The answer is twenty. How many finished models since I started at age six? Thirty-seven. How many finished models still exist today? Eight. What happened to the rest of them? Ask my youngest brother, JR.

It usually goes like this: I finish a model, I paint it and put it on display. My baby brother walks in and sees the finished model. Of course, he wants to play with it and I say, "NO!" He goes off running to my parents or my aunt and cries. They would say, "Pahiram mo na, papalitan na lang natin pag nasira niya." ("Let him borrow it, we'll just replace it if he breaks it.") What took hours to make has been destroyed in minutes.

Over the years, he has outgrown his destructive habits, and I am, once again, safe to pursue my hobby. But when we moved to our present house fifteen years ago, and all my models vanished including a large B-17 Flying Fortress. By then, I've learned that it's all about the journey, and not the destination. The lost collection wasn't that big of a loss. I had fun building them, and that's the point.

I also have another, more expensive, hobby. And that is computers. Specifically, I love assembling them. I guess it stems from my penchant for scale model building. I just had to have the best and fastest thing around. Sometimes, I would but the first release of a new gadget, even though I knew that prices would drop sharply several months later. Luckily, running a business and working for a living has curbed my spending habits a great deal.

Now, I'm thirty, and I'm still quite into my hobbies. Fortunately, my loving wife understands and accepts the fact. Of course, she also has her hobbies. In fact, we both share a common pastime. TV. :)

Wednesday, February 09, 2005

I Feel for Them...

Yesterday, we had a function for 80 guests. My operations manager reminded the host the day before that we can only support at most 10% extra guests, or about 8 extra guests. No problem, they said.

Come function day, guests started arriving in droves. Instead of the planned 80 guests, a hundred and sixty people showed up for the event, yeah, 160 guests. What followed was the most hectic event we've ever had since 150 extra guests showed up for a wedding late last year. Luckily, we're quite used to such instances, no panic at all. What was amusing, though, was the reaction of the hosts.

The host was in for a shock when she was told that there were still a hundred more guests waiting to be seated. My supervisor later told me that her eyes nearly popped out when he told her.
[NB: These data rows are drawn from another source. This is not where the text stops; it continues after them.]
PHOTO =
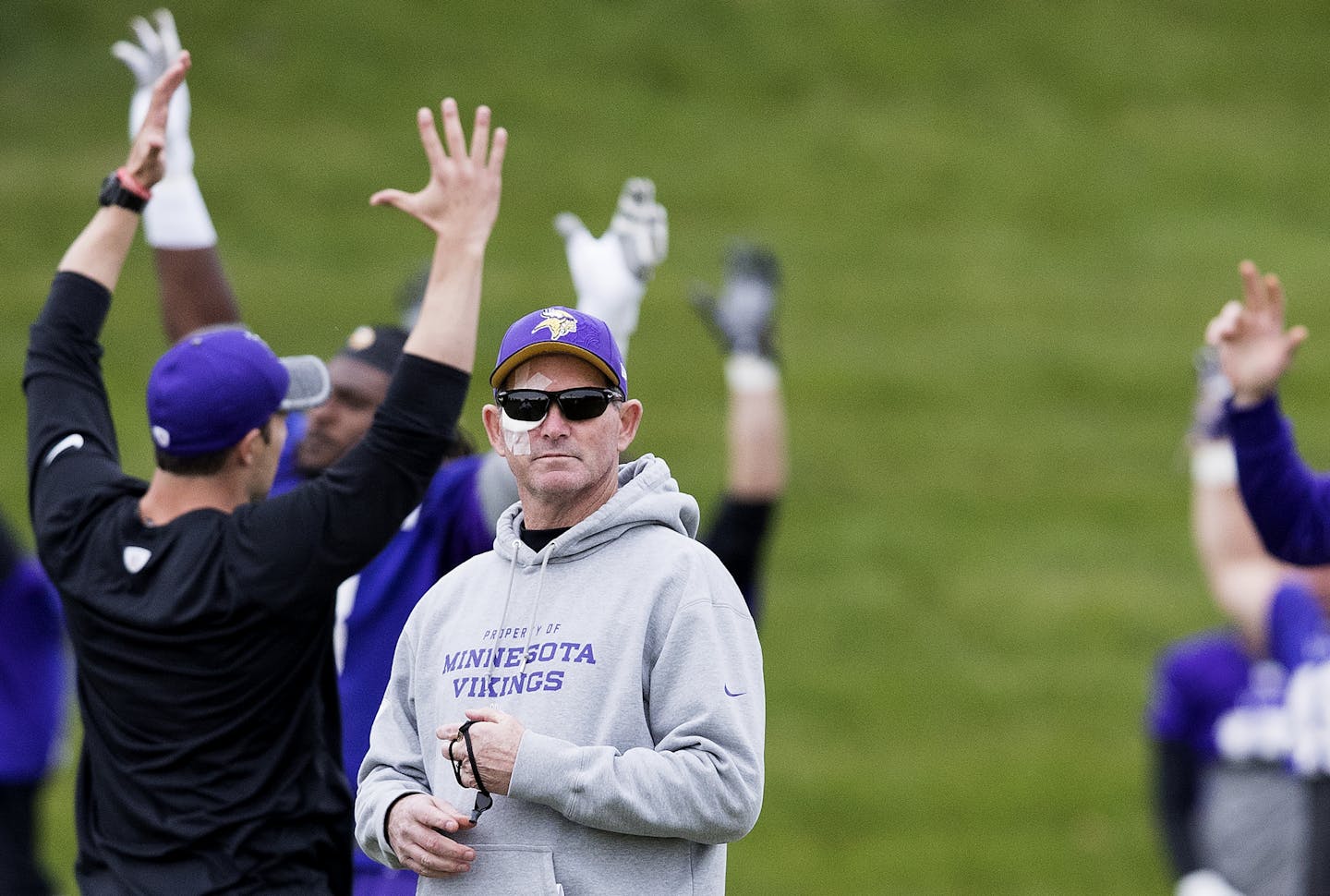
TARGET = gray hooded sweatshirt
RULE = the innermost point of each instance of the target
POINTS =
(629, 656)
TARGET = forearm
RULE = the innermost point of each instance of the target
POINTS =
(692, 793)
(194, 290)
(450, 312)
(1241, 575)
(99, 253)
(1287, 502)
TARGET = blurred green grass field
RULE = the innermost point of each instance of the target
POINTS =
(1003, 227)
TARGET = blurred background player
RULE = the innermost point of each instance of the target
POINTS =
(757, 464)
(1230, 807)
(33, 677)
(1289, 505)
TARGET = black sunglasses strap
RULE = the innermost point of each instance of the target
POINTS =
(483, 798)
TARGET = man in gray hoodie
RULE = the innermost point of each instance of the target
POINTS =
(596, 678)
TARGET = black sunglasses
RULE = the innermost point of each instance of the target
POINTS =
(583, 403)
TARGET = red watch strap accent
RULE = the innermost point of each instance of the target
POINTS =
(132, 184)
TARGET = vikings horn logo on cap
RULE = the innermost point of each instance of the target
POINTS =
(562, 332)
(558, 321)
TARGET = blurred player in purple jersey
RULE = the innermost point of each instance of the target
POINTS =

In the end, everything worked out. The food for the 80 extra guests were delayed by 20 minutes but that was to be expected and the host was informed of the fact.

But I feel sorry for the host. We would have asked the extra people to leave if we were ordered to, she chose to shoulder the extra costs instead.

I guess it has something to do with our society. You invite a friend, the friend invites another, and so on. Pretty soon, the whole neighborhood is knocking on your door. Of course, you'll feel obligated to accommodate them because of 'pakikisama' (camaraderie being the closest terms applicable here). After all, you wouldn't want to lose face and be called a bad host.

It also has something to do with you feeling obligated about sharing your wealth. What is even more annoying is the fact that others expect you to share the wealth. Stop me if you have heard this one:
An OFW steps off the plane and is greeted by the entire baranggay...
It's fiesta time in Barrio San Juan, and the Mayumi family borrows money to prepare a grand feast for the guests...

I have attended several weddings in the province, and most of them often include guests bringing their own pots and pans to the reception. For what? Well, where else would they put the food they'll take home after?

I'm in a position to see these things up close on a regular basis. And it's not a pretty sight.